Tudo indica que esta carnificina de Gaza, que segundo seus autores pretende
acabar com os terroristas, conseguira multiplicá-los. Desde 1948, os
palestinos vivem condenados à humilhação perpétua.
Não podem nem respirar sem autorização.
Perderam a sua pátria, as suas terras, a sua água, a sua
liberdade, perderam tudo. Nem sequer têm direito a eleger os seus
governantes.
Quando votam em quem não devem votar, são castigados. Gaza
está a ser castigada. Converteu-se numa ratoeira sem saída.
Algo semelhante ao que ocorreu em 1932, quando o Partido Comunista triunfou
nas eleições de El Salvador.
Banhados em sangue, os salvadorenhos expiram o seu mau comportamento e desde
então viveram submetidos a ditaduras militares. A democracia é
um luxo que nem todos merecem
São filhos da impotência os foguetes caseiros que os militantes do
Hamas, encurralados em Gaza, disparam com má pontaria sobre as terras
que haviam sido palestinas e que a ocupação israelense usurpou.
E o desespero, à margem da loucura suicida, é a mãe das
bravatas que negam o direito de Israel à existência, gritos sem
nenhuma eficácia, enquanto a muito eficaz guerra de extermínio
está a negar, desde há anos, o direito à existência
da Palestina.
Já pouca Palestina resta. Passo a passo, Israel está a
apagá-la do mapa. Os colonos invadem e atrás deles os soldados
vão corrigindo a fronteira. As balas sacralizam o roubo, em
legítima defesa. Não há guerra agressiva que não
diga ser guerra defensiva. Hitler invadiu a Polónia para evitar que a
Polónia invadisse a Alemanha. Bush invadiu o Iraque para evitar que o
Iraque invadisse o mundo. Em cada uma das suas guerra defensivas, Israel
devorou outro pedaço da Palestina, e os almoços prosseguem. A
devoração justifica-se pelos títulos de propriedade que a
Bíblia concedeu, pelos dois mil anos de perseguição que o
povo judeu sofreu e pelo pânico que geram os palestinos à espreita.
Israel é o país que jamais cumpre as recomendações
nem as resoluções das Nações Unidas, o que nunca
acata as sentenças dos tribunais internacionais, o que se burla das leis
internacionais, e é também o único país que
legalizou a tortura de prisioneiros. Quem lhe deu o direito de negar todos os
direitos? De onde vem a impunidade com que Israel está a executar a
matança de Gaza? O governo espanhol não terá podido
bombardear impunemente o País Vasco para acabar com a ETA, nem o governo
britânico terá podido arrasar a Irlanda para liquidar o IRA.
Acaso a tragédia do Holocausto implica uma apólice de eterna
impunidade? Ou esse sinal verde provém da potência mandona que
tem em Israel o mais incondicional dos seus vassalos?

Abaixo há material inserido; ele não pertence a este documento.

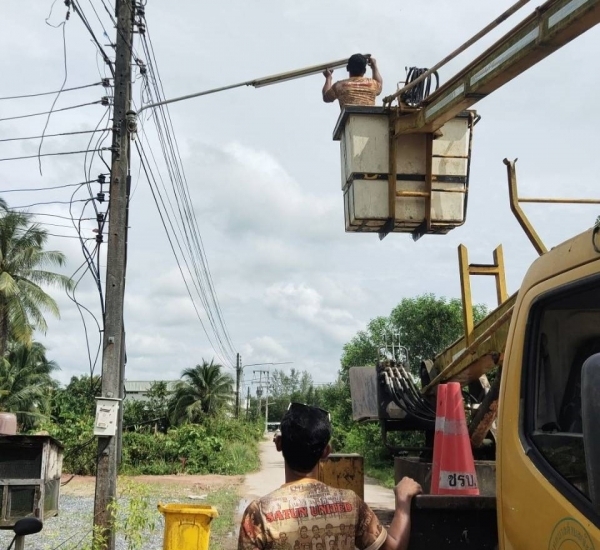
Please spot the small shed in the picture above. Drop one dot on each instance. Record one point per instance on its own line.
(30, 470)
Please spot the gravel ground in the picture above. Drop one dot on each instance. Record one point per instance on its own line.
(70, 529)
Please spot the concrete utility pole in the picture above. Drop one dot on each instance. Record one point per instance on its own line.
(113, 345)
(238, 377)
(248, 405)
(259, 392)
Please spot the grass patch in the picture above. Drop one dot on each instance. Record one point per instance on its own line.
(224, 530)
(382, 472)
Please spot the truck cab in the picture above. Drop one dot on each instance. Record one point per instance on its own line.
(545, 462)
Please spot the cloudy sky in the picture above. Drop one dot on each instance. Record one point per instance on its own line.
(264, 172)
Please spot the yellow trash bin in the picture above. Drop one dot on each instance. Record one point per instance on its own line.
(187, 526)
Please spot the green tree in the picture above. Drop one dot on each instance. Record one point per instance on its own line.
(203, 390)
(23, 273)
(76, 400)
(26, 383)
(286, 387)
(425, 325)
(155, 407)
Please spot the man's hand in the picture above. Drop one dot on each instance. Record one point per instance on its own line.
(406, 490)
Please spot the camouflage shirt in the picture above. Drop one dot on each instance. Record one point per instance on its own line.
(356, 90)
(309, 515)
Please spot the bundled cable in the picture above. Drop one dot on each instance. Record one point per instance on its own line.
(404, 393)
(415, 96)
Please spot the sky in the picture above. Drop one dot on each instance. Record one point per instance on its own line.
(263, 171)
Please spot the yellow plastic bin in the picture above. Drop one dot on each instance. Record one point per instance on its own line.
(187, 526)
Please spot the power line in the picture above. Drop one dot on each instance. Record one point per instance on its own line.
(188, 225)
(44, 203)
(81, 15)
(55, 111)
(27, 189)
(55, 98)
(51, 135)
(54, 92)
(55, 154)
(155, 192)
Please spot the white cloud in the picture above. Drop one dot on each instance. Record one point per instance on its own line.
(264, 173)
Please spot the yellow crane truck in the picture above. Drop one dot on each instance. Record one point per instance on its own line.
(534, 423)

O exército israelense, o de armamento mais moderno e refinado do mundo,
sabe a quem mata. Não mata por erro. Mata por horror. As
vítimas civis chamam-se danos colaterais, conforme o dicionário
de outras guerras imperiais. Em Gaza, de cada dez danos colaterais, três
são crianças. E somam milhares os mutilados, vítimas da
tecnologia do esquartejamento humano, que a indústria militar
está a ensaiar com êxito nesta operação de limpeza
étnica.
E como sempre, sempre o mesmo: em Gaza, cem a um. Por cada cem palestinos
mortos, um israelense.
Gente perigosa, adverte o outro bombardeamento, a cargo dos meios
maciços de manipulação, que nos convidam a acreditar que
uma vida israelense vale tanto como cem vidas palestinas. E esses meios
também nos convidam a acreditar que são humanitárias as
duzentas bombas atómicas de Israel, e que uma potência nuclear
chamada Irão foi a que aniquilou Hiroshima e Nagasaki.
A chamada comunidade internacional, existe? Será algo mais que um
clube de mercadores, banqueiros e guerreiros? Será algo mais que o nome
artístico que os Estados Unidos se põem quando fazem teatro?

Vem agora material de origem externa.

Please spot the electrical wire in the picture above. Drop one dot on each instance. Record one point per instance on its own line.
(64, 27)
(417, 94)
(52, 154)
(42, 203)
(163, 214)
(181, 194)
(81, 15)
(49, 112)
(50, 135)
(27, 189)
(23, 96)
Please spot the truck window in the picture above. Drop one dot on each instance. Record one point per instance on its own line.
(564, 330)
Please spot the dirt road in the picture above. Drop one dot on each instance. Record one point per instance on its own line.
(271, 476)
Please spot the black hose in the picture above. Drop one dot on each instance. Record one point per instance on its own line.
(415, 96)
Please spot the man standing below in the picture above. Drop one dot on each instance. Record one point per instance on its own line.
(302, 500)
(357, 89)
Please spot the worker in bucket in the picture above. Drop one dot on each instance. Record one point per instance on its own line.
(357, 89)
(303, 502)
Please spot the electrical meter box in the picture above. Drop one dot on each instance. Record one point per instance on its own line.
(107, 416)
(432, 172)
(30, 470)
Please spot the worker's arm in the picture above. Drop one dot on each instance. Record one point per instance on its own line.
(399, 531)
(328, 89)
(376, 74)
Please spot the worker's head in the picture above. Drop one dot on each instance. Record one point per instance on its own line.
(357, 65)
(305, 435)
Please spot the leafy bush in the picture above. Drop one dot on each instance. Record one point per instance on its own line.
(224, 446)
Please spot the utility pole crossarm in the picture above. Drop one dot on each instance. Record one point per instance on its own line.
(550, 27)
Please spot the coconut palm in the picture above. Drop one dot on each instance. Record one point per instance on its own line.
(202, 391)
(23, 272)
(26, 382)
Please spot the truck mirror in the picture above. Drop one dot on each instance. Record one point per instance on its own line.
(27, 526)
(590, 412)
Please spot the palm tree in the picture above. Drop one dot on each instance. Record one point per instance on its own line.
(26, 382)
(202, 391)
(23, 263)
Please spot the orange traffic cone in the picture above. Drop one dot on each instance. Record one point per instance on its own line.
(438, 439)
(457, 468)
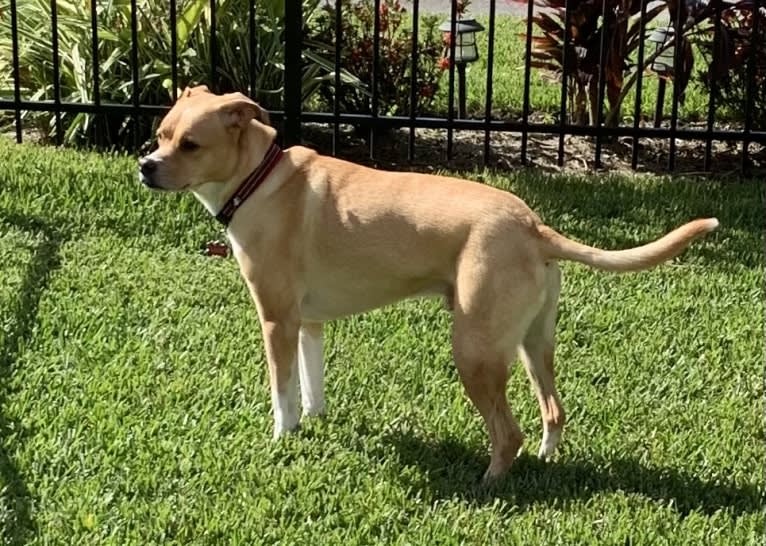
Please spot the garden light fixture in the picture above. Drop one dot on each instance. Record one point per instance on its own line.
(465, 52)
(663, 64)
(465, 45)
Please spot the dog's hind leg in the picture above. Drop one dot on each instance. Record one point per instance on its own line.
(536, 352)
(485, 342)
(311, 368)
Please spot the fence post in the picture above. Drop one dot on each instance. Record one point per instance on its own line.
(293, 45)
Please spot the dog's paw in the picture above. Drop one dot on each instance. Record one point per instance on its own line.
(281, 432)
(548, 445)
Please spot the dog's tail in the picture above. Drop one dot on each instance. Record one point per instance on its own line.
(633, 259)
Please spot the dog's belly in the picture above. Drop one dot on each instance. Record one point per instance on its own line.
(334, 298)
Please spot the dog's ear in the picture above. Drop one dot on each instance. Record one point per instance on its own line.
(238, 110)
(196, 90)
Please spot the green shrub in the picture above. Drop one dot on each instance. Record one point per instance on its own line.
(735, 52)
(154, 66)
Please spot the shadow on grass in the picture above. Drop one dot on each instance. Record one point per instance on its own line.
(23, 312)
(451, 469)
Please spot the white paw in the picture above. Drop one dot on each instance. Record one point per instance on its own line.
(548, 445)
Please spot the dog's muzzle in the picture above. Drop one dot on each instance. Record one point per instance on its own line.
(147, 167)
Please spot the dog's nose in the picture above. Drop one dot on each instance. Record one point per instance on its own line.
(147, 166)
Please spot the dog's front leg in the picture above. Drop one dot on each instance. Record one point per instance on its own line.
(281, 340)
(311, 368)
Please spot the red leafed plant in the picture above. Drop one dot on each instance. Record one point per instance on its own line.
(395, 60)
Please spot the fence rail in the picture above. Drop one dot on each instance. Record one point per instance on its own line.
(292, 117)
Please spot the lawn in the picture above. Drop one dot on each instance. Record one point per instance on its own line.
(134, 406)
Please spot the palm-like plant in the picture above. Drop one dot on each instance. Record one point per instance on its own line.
(618, 23)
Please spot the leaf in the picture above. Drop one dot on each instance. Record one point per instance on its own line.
(188, 20)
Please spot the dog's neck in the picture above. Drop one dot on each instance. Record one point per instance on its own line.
(214, 195)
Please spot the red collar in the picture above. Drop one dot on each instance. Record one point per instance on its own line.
(250, 184)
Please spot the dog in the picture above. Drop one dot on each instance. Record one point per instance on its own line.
(317, 238)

Perante a tragédia de Gaza, a hipocrisia mundial brilha mais uma vez.
Como sempre, a indiferença, os discursos vazios, a
declarações ocas, as declarações altissonantes, as
posturas ambíguas rendem tributo à sagrada impunidade.

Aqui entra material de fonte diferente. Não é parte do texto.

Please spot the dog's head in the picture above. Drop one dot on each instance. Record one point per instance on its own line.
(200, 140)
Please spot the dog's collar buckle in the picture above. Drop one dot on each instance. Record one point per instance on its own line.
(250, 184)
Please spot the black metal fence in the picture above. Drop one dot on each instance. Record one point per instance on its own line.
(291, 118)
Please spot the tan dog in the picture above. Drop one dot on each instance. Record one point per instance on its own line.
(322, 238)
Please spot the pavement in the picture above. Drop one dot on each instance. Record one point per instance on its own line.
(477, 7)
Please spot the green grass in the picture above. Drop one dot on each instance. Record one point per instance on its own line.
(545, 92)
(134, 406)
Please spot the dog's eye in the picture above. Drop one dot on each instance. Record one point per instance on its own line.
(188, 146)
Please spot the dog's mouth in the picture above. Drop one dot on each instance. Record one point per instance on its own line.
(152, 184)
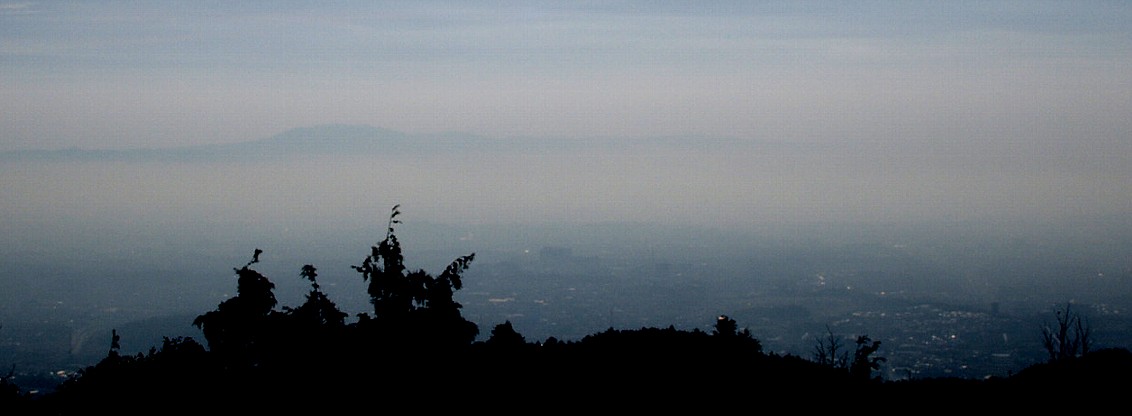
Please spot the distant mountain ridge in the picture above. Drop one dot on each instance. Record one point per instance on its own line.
(365, 139)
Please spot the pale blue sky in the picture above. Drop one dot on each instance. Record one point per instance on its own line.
(153, 74)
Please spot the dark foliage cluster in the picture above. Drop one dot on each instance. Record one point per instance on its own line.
(416, 350)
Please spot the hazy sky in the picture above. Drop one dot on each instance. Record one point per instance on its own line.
(128, 74)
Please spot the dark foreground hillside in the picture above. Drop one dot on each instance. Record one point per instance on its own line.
(641, 370)
(416, 353)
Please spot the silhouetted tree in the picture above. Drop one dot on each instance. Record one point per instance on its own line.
(1069, 337)
(829, 350)
(864, 362)
(413, 306)
(504, 336)
(318, 311)
(236, 330)
(726, 327)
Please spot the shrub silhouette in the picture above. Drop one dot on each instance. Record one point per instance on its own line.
(416, 349)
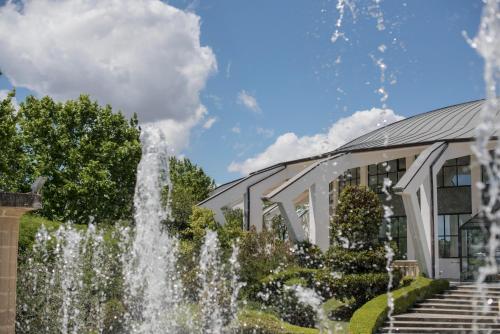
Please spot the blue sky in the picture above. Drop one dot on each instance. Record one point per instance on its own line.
(280, 53)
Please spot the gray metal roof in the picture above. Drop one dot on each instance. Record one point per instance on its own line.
(453, 123)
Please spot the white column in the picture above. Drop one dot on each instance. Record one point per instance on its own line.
(410, 247)
(295, 230)
(319, 222)
(363, 181)
(475, 173)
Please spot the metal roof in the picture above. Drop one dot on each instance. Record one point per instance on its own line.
(453, 123)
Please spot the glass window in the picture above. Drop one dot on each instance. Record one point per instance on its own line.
(392, 170)
(398, 235)
(350, 177)
(455, 173)
(448, 230)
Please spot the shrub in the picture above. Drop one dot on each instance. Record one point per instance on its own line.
(260, 255)
(308, 255)
(371, 316)
(357, 287)
(356, 261)
(275, 294)
(200, 220)
(28, 228)
(259, 322)
(357, 219)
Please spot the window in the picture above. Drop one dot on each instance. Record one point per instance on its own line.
(455, 173)
(393, 170)
(484, 175)
(398, 234)
(448, 226)
(351, 177)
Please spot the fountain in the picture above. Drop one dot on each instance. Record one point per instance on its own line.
(127, 280)
(12, 207)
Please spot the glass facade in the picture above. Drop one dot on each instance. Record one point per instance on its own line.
(398, 234)
(392, 170)
(351, 177)
(448, 234)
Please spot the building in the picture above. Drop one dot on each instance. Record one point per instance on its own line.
(428, 158)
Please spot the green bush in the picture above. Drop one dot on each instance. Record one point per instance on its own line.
(357, 287)
(28, 228)
(371, 316)
(275, 294)
(260, 255)
(350, 261)
(259, 322)
(308, 255)
(357, 219)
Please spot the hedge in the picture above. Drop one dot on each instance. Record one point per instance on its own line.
(368, 318)
(259, 322)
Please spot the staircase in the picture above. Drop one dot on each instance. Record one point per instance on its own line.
(461, 309)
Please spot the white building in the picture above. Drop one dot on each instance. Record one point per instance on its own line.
(427, 157)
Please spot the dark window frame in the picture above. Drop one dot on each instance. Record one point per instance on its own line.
(456, 165)
(443, 236)
(347, 178)
(380, 172)
(396, 234)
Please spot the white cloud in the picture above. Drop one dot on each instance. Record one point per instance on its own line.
(266, 133)
(249, 101)
(209, 123)
(3, 96)
(289, 146)
(139, 56)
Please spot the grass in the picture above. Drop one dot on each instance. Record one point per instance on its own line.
(368, 318)
(254, 321)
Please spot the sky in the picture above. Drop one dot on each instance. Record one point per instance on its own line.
(239, 85)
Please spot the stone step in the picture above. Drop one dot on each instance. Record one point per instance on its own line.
(462, 301)
(429, 317)
(469, 306)
(455, 311)
(437, 324)
(475, 286)
(465, 296)
(418, 330)
(473, 293)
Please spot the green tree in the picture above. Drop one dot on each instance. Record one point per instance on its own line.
(355, 228)
(88, 153)
(12, 157)
(357, 219)
(190, 185)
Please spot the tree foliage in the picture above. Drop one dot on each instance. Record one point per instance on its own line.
(357, 219)
(12, 157)
(190, 185)
(88, 153)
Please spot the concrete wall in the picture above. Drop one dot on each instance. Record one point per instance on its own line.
(9, 237)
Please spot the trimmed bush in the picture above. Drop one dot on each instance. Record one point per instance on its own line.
(260, 255)
(28, 228)
(357, 219)
(259, 322)
(372, 315)
(308, 255)
(274, 293)
(358, 287)
(356, 261)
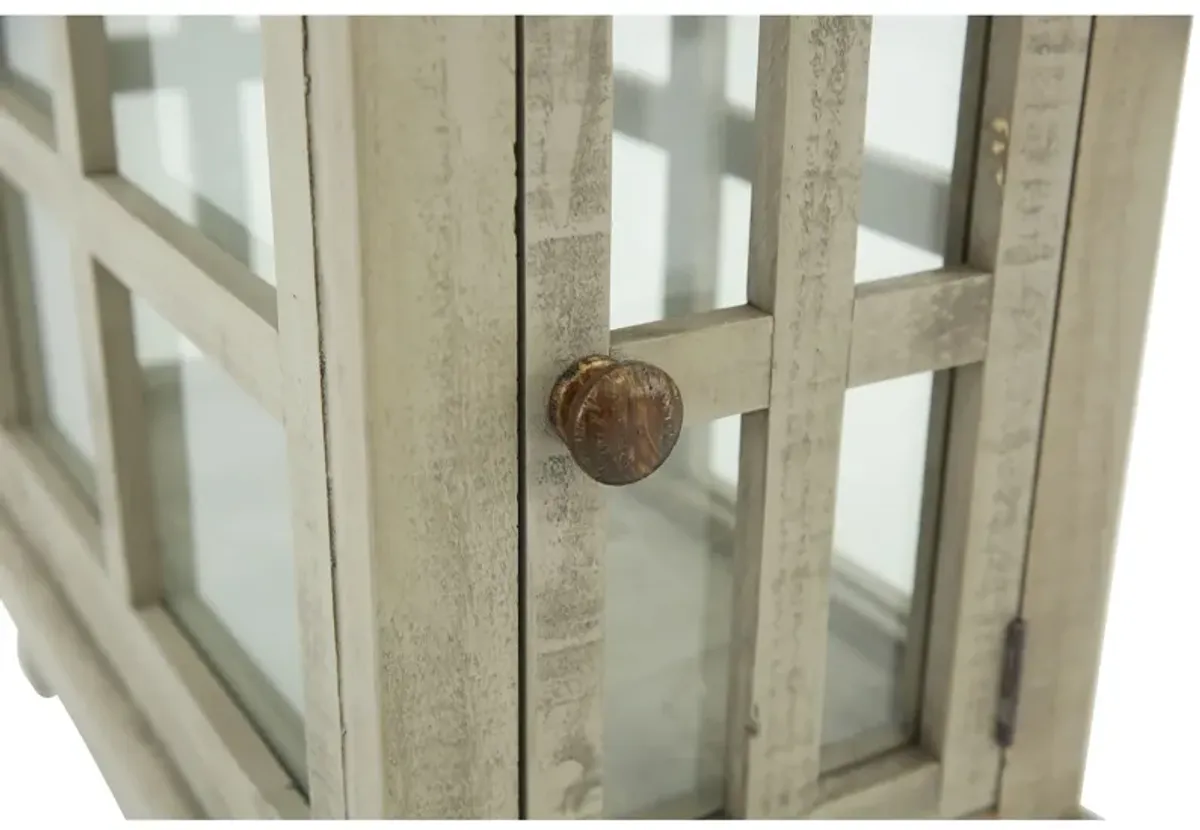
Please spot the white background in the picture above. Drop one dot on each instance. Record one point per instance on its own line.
(1143, 761)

Perante a tragédia de Gaza, os países árabes lavam as
mãos. Como sempre. E como sempre, os países europeus esfregam
as mãos. A velha Europa, tão capaz de beleza e de perversidade,
derrama uma ou outra lágrima, enquanto secretamente celebra esta jogada
de mestre. Porque a caça de judeus foi sempre um costume europeu, mas
desde há meio século essa dívida histórica
está a ser cobrada aos palestinos, que também são semitas
e que nunca foram, nem são, anti-semitas. Eles estão a pagar, em
sangue contante a sonante, uma conta alheia.
(Este artigo é dedicado aos meus amigos judeus assassinados pelas
ditaduras latino-americanas que Israel assessorou).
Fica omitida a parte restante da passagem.